Below the Radar?

Jonathan forwarded me this article which shows that the Democrats held their own in state legislative races yesterday. This is not too surprising.

For one thing, the total number of self-identified Democrats is still bigger than self-identified Republicans, last I heard about it. (Anybody know if I’m wrong about this?)

Moreover, the lower down the pyramid you go, the more local the D politicians get, the more rational they necessarily become. Local politics permits few flights of ideological fancy.

For that matter, a random pair of Democrat state reps from anywhere would probably have been a better pair to run the country than Kerry and Edwards would have been. And probably run a better campaign, too.

We see Democrats shedding their centrist views as they get the presidential bug. Gephardt was a pro-Lifer until he got the bug. Hell, Jesse Jackson was.

There will always be two parties near the center. The national Donk party is in some disarray these days, true.
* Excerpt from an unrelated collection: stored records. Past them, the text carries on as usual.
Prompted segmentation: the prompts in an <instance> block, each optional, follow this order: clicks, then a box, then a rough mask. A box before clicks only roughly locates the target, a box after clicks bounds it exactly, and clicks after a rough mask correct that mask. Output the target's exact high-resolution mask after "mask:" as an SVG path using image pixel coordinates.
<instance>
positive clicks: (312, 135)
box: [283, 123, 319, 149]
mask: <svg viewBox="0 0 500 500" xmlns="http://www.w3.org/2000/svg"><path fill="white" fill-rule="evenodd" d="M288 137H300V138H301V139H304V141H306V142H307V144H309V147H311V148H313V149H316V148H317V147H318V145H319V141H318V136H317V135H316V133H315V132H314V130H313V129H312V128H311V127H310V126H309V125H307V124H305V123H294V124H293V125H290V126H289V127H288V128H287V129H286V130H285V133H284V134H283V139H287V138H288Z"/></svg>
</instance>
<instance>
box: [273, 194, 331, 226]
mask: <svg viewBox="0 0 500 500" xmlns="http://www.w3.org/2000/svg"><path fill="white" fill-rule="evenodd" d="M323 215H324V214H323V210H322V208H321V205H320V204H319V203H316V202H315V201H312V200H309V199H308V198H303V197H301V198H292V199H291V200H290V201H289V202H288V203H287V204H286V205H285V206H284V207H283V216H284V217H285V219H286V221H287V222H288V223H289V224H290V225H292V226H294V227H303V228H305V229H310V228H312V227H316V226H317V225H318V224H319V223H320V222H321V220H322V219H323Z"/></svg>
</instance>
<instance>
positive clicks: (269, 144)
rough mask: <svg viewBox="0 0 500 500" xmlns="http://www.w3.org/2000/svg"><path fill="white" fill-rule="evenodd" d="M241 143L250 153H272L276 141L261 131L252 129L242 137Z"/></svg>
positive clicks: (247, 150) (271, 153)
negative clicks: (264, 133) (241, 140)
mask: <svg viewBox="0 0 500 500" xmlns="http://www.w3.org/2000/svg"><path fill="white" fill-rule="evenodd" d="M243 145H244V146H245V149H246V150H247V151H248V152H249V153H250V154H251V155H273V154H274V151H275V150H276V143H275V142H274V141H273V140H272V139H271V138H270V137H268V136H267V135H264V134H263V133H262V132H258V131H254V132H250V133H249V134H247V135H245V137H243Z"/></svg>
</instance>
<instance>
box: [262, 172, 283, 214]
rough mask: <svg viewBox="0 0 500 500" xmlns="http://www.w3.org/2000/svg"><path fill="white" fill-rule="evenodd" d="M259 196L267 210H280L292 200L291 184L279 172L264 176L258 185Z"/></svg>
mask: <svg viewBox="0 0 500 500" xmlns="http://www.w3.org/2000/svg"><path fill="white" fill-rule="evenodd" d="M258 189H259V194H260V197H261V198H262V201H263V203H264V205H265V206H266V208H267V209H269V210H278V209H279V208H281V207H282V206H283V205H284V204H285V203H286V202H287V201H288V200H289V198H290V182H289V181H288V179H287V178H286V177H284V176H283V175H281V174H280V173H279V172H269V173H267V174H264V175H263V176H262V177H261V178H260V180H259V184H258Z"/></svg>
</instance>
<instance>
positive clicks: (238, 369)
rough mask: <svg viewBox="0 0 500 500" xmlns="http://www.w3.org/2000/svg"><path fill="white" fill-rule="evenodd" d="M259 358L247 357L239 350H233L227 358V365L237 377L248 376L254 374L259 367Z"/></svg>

But the lower level of the party is competitive most places.

A moment of hubris, a moment of smugness, and the GOP can lose the whole shooting match.

3 thoughts on “Below the Radar?”

  1. There’s a lot of legacy, too. When I voted in Texas, in a fairly rural precinct, just about all the candidates below the national line were Democrats, many unopposed. That’s the result of a century and a half of yellow dogs, not any kind of ideological commitment.

    If I were going to offer advice to Libertarians, it would be to start fielding candidates for county commissioner, justice of the peace, and the like. Just to, you know, get to learn what the political process is all about, and it’d be useful to see some non-uniformity “below the line.”

    And yes, my sheriff and the commissioner of the next precinct over would have done better once they got used to the scale. Not my own commissioner, sad to say… And that isn’t new. I voted for Clinton the first time, and the saddest thing about his time in office is that you could have gone to any county courthouse in the country, rounded up the time-servers and hangers-on, and gotten a better and more competent set of staffers than BC could come up with. By the look of Kerry’s proposed staffing the situation on the D side hasn’t improved much.

    Ric Locke

  2. Jim Miller
    thought the balance was pretty even back on 02 March:

    Second, the partisan balance. To have lived in the United States when the Republican party was the majority party, you would have to have been collecting social security for several years. In 1932, Roosevelt swept into office; by 1934 or 1936 at the latest, enough voters had switched to the Democrats to give them a majority that lasted until the present. During most of those seven decades, the margin was more than a few percentage points. In 1972, with the McGovern takeover of the Democratic party, that began to change. By now, the two parties have roughly equal numbers of identifiers. (That may not show up in current polls, which have been affected by the constant stream of Democratic arguments in the nomination contests.) The number of independents has also grown, so that each group now has about one third of the electorate.

    I suspect Acorn and friends have pushed the balance slightly Democrat, but it’s a big country so probably not by much.

    Matya no baka

  3. Here in Ohio, the Republicans control all of the statewide offices. Yesterday, they won the Presidential race. I told you it would happen. They also picked up 2 supreme Court seats to give them 6 of 7 and 5 conservatives. At the same time, they lost control of the Franklin County (Columbus) board of Commissioners. So there. Ideology. No. Financial scams. They did keep most of their Judgeships.

    There will continue to be two parties and they will be the Republicans and the Democrats because they have tremendous legal advantages in the current stucture. But, until the Democrats ditch New Left Anti-American Foreign policy and quasi-socialist soak the rich economics, they have not got a prayer on a national level.